President Donald Trump with his son-in-law, Jared Kushner, during a...

President Donald Trump with his son-in-law, Jared Kushner, during a news conference on Oct. 1, 2018, in the Rose Garden of the White House. Credit: Getty Images/Chip Somodevilla

President Donald Trump, by claiming great success in using dollars and cents as carrots and sticks, has redefined the phrase “American values.” He shows little interest in promoting human rights or democracy, and the lifelong businessman instead puts his faith in money as the sole solution and the way to measure success.

The most recent example is Trump’s abrupt threat-by-Twitter on May 30 to impose tariffs on all goods from Mexico, unless it would stop Central American migrants from reaching the United States. The agreement that emerged eight days later was cloaked in typical Trump imprecision, but he boasted that he scored a triumph by threatening to harm a generally friendly neighbor’s economy.

To make his risky and aggressive gambit sound profitable, he claimed on Twitter that Mexico “will begin purchasing Farm & Agricultural products at very high levels, starting immediately.” Mexican officials said they could not explain how he got that impression.

Meantime, Trump continues to threaten to slap even more punitive tariffs onto imports from China. When he heard from politicians in Midwestern states vital to his reelection drive that they might suffer from Chinese retaliation, Trump declared that he would distribute $16 billion in cash to farmers there. He claimed that the money came from China, meaning the U.S. government’s income from tariffs. Trump refuses to concede that tariffs are a tax that American importers and consumers pay.

A major test of his “In Cash We Trust” mentality will come next week in Bahrain, the Persian Gulf kingdom that is doing the Trump administration a huge favor by playing host to an unusual form of Middle East peace conference. The brainchild of Trump’s son-in-law, Jared Kushner, the June 25-26 “Peace to Prosperity Workshop” is a brazen — admirers might say gutsy — attempt to offer Palestinians the chance to make affluence their top priority.
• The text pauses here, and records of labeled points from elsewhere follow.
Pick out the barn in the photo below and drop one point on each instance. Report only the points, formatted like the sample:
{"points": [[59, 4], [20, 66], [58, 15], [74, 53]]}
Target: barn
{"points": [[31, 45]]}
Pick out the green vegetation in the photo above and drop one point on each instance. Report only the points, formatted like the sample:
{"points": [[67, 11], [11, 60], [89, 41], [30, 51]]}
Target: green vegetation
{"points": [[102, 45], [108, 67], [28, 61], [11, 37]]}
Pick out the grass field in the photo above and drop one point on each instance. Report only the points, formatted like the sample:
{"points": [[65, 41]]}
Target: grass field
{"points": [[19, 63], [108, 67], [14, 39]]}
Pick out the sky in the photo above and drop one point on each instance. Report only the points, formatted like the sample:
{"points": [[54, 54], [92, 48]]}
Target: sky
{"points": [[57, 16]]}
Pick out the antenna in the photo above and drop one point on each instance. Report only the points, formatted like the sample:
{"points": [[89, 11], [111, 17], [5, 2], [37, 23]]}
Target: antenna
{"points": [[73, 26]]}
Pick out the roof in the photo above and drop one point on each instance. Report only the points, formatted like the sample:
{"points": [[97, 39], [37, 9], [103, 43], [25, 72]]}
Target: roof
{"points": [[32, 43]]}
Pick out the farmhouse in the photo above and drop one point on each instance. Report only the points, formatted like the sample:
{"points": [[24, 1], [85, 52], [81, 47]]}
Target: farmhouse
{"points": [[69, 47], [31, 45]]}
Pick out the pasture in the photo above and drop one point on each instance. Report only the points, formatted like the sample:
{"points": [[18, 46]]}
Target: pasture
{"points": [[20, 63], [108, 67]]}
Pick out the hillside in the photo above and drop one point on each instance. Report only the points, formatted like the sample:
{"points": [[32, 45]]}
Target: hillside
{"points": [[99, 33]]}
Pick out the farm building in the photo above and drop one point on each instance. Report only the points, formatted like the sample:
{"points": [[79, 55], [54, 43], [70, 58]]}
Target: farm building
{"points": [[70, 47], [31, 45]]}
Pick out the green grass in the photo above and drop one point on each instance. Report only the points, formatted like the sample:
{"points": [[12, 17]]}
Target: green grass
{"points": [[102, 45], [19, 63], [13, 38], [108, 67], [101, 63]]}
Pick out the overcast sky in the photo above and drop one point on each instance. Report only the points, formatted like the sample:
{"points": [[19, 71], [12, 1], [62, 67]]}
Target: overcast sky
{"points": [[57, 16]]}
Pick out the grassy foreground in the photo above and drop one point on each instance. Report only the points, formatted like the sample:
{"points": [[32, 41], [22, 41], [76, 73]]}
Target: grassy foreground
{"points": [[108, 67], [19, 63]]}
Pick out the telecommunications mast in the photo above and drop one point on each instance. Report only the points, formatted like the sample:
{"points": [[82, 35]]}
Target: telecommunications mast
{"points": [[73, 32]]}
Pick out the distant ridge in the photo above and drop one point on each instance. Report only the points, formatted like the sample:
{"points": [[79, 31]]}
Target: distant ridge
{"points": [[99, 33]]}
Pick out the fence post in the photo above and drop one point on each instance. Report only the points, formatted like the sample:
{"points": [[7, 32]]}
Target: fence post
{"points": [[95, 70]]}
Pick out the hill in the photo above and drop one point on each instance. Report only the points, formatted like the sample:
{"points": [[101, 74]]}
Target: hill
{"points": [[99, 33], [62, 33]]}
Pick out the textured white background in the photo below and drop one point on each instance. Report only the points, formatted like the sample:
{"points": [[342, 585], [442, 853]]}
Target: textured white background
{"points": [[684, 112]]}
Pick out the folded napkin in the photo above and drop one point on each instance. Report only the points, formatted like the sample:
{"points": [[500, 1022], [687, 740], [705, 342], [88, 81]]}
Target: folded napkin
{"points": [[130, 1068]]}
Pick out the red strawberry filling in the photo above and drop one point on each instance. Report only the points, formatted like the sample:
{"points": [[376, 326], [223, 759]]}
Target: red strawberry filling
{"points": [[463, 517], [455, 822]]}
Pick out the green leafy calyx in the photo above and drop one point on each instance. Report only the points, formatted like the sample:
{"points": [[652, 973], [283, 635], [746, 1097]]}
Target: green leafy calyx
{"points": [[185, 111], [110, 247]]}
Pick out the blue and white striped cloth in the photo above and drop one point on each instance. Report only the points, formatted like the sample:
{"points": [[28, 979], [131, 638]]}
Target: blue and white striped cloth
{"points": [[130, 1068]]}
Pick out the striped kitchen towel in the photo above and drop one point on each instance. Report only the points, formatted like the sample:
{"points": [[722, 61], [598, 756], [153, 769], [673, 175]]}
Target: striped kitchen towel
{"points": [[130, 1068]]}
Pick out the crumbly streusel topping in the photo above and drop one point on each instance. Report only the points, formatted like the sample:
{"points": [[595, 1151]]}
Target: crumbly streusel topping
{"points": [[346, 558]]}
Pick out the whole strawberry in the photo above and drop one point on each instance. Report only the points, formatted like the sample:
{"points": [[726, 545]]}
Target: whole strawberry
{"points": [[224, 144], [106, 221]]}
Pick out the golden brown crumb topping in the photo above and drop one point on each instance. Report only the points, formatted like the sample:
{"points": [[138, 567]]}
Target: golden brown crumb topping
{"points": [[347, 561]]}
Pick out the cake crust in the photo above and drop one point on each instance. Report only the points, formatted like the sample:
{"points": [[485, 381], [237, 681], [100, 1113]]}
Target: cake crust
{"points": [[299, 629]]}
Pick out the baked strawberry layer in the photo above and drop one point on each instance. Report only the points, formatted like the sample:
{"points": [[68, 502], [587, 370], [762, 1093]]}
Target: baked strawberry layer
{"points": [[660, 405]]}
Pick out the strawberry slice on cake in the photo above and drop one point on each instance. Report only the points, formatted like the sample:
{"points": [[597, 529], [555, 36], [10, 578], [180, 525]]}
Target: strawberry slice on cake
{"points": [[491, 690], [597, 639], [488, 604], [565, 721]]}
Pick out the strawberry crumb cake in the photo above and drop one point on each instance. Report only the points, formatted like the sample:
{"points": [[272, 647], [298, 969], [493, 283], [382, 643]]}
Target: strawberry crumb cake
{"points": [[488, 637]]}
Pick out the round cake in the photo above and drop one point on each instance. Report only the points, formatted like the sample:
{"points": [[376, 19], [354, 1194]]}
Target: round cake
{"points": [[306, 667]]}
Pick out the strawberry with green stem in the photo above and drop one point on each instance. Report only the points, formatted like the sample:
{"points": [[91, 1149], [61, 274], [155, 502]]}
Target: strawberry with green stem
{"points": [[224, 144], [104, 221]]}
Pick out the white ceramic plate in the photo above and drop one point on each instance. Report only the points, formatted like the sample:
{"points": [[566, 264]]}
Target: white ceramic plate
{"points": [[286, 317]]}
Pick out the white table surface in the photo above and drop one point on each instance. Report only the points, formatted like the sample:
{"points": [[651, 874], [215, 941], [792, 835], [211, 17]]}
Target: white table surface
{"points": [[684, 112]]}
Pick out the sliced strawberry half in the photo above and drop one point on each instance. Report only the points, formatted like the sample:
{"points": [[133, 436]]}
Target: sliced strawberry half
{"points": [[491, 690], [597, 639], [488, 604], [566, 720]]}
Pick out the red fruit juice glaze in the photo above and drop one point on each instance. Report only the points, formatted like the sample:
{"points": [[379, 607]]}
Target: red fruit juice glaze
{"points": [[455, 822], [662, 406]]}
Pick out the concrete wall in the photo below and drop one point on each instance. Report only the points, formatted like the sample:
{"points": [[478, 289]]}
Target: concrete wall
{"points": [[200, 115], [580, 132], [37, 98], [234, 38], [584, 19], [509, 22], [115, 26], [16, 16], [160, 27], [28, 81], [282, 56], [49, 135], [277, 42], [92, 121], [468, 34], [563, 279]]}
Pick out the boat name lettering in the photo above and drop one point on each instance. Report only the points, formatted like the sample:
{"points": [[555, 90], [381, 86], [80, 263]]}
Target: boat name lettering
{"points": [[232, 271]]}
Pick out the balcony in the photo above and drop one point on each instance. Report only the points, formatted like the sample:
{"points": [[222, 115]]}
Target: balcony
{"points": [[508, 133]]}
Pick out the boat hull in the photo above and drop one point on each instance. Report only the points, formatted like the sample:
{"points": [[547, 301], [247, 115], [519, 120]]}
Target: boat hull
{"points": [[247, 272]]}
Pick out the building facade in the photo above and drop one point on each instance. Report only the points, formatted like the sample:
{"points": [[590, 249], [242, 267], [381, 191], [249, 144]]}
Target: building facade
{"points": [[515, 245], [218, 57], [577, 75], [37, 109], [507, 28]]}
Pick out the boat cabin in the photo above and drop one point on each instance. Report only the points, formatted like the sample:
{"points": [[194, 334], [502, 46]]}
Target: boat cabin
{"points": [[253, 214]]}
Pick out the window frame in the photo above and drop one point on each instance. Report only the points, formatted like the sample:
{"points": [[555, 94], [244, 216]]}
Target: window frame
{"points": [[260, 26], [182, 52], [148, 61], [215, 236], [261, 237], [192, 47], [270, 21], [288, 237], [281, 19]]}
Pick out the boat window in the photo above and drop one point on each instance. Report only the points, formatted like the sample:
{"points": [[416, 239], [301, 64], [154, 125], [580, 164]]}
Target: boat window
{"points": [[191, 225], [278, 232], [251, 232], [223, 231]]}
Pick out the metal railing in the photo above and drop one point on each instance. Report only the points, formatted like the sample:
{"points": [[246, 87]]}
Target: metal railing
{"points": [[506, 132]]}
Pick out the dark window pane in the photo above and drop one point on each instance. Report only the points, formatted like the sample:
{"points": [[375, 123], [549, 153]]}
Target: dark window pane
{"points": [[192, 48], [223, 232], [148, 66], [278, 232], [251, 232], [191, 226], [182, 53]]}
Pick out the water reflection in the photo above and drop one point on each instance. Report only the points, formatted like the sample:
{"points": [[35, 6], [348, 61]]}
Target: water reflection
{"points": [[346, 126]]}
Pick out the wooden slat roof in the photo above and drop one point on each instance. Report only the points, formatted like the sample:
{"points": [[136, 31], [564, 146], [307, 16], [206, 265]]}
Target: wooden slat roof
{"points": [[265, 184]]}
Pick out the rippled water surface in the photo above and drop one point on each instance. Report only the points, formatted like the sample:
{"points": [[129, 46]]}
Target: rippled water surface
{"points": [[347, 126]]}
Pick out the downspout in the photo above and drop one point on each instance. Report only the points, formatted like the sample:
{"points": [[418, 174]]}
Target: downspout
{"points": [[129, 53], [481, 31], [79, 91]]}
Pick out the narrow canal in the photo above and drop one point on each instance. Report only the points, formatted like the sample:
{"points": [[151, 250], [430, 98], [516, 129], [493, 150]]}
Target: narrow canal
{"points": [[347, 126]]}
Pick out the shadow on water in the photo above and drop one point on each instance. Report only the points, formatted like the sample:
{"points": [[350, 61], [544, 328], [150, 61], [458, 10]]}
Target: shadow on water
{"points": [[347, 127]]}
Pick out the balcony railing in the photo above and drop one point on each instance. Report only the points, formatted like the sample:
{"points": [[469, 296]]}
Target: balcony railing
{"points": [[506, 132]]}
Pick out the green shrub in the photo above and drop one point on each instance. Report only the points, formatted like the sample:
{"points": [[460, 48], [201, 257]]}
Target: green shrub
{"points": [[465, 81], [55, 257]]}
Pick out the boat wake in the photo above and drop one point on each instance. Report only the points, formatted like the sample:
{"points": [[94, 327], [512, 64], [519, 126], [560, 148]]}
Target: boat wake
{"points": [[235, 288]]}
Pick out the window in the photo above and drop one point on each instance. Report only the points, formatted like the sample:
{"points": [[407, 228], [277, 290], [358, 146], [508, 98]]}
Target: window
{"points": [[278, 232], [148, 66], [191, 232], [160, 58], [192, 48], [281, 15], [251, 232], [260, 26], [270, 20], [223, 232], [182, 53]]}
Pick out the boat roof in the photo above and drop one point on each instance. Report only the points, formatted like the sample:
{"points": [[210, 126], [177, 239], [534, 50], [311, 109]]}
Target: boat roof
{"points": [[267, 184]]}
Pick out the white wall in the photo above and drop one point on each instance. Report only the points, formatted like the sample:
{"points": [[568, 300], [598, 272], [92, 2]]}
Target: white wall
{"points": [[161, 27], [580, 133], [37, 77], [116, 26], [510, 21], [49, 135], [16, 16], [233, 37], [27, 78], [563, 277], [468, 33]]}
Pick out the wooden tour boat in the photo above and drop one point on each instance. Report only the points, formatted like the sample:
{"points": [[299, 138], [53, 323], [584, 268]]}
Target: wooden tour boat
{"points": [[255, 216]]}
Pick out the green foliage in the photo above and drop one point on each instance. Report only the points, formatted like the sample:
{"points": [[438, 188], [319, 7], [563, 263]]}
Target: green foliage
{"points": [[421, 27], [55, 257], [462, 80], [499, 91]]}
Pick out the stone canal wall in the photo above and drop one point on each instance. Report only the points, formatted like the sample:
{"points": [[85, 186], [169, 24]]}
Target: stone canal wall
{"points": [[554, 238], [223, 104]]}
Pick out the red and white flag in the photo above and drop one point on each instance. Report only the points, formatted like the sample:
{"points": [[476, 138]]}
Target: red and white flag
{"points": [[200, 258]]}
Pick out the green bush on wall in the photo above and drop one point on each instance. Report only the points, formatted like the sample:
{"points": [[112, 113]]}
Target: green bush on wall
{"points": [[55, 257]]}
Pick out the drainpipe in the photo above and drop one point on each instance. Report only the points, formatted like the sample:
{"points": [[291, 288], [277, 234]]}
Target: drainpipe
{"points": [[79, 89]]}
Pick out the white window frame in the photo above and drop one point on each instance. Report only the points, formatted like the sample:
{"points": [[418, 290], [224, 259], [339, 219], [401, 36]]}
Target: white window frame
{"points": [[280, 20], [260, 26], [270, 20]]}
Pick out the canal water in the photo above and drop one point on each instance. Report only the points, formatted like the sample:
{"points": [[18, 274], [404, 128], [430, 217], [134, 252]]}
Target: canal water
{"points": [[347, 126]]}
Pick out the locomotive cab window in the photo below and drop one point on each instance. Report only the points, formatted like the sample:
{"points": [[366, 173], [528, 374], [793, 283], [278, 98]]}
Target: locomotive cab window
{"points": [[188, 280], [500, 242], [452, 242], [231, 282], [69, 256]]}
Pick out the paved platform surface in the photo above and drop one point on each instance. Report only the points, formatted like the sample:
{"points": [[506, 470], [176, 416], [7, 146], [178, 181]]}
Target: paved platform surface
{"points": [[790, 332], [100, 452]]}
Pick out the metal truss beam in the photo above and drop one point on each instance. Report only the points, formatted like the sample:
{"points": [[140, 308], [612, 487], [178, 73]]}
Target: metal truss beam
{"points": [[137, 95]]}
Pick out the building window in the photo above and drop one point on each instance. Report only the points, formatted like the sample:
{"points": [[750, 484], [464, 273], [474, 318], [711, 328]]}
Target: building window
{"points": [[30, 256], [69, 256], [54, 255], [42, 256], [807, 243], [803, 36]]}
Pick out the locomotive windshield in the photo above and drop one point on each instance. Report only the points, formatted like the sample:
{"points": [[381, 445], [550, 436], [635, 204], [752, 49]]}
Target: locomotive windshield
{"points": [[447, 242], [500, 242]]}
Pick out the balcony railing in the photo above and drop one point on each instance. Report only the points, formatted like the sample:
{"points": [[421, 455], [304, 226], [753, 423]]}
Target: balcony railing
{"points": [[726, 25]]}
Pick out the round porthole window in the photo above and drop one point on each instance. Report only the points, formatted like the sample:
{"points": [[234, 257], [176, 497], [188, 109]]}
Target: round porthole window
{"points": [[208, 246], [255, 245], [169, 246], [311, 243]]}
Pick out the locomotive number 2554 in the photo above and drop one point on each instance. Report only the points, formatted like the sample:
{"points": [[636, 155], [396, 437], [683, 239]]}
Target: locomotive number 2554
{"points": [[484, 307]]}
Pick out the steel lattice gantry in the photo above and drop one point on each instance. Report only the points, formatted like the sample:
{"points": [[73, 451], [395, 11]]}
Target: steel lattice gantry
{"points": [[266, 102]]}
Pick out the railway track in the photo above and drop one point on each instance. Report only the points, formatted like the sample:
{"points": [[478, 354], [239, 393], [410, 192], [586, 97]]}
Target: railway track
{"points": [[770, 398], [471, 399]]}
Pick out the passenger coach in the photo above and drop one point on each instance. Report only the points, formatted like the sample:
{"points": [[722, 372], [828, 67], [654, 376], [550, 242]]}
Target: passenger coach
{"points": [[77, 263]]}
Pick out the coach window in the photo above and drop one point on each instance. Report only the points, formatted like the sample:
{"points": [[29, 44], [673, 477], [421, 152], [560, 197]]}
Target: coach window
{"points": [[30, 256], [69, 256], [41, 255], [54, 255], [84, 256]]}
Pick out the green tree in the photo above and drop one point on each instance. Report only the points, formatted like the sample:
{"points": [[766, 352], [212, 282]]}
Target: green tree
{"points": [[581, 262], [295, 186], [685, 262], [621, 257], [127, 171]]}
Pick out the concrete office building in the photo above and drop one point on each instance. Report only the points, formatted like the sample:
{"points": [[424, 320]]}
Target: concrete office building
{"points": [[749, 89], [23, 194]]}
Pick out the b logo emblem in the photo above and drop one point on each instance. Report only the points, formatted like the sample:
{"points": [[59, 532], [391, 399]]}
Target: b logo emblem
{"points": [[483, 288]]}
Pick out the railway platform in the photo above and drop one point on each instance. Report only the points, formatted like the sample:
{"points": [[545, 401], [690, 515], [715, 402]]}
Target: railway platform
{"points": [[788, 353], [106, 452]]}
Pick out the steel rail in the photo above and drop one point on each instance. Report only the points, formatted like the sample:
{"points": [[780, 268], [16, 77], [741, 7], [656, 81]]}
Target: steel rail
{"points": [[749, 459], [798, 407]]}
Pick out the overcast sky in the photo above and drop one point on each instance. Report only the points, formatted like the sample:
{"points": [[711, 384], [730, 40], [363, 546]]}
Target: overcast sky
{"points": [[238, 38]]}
Saudi Arabia and other wealthy Arab countries are being asked to pledge more than $60 billion in investments in the West Bank and Gaza, though apparently only if the region becomes peaceful. Chief executives of large American corporations are expected in Bahrain, to make similarly conditional promises.

But will the Palestinians get their most fervent hope — a nation of their own? Kushner and his partners in the secretive genesis of what Trump called “the deal of a century” — longtime Trump attorneys Jason Greenblatt and David Friedman — refuse to say whether they favor creation of an independent Arab state of Palestine. Friedman, the U.S. ambassador to Israel, recently stoked controversy when he said that Israel would have the right to annex parts of the West Bank, which it captured from Jordan in 1967.

The Kushner team gives the impression that prosperity can be a substitute for sovereignty. Yet Palestinian leaders, who are boycotting the Bahrain workshop, say they have no desire to make “Israeli occupation” more cushy for anyone. They also insist they are getting along without the hundreds of millions of dollars in American aid that Trump ended.

The average Israeli, meantime, enjoys a comfortable standing of living and wishes that Palestinians also could develop a stronger economy — if only because then, they would have something to lose and might disavow armed conflict. Doubts are growing, however, that a two-state solution will ever emerge.

No one seems to believe that next week’s Bahrain mirage will lead to a welcome breakthrough. At the root of the likely failure is a set of misplaced, unshared values.

 Dan Raviv, senior Washington correspondent of i24News, is author of “Spies Against Armageddon: Inside Israel’s Secret Wars.”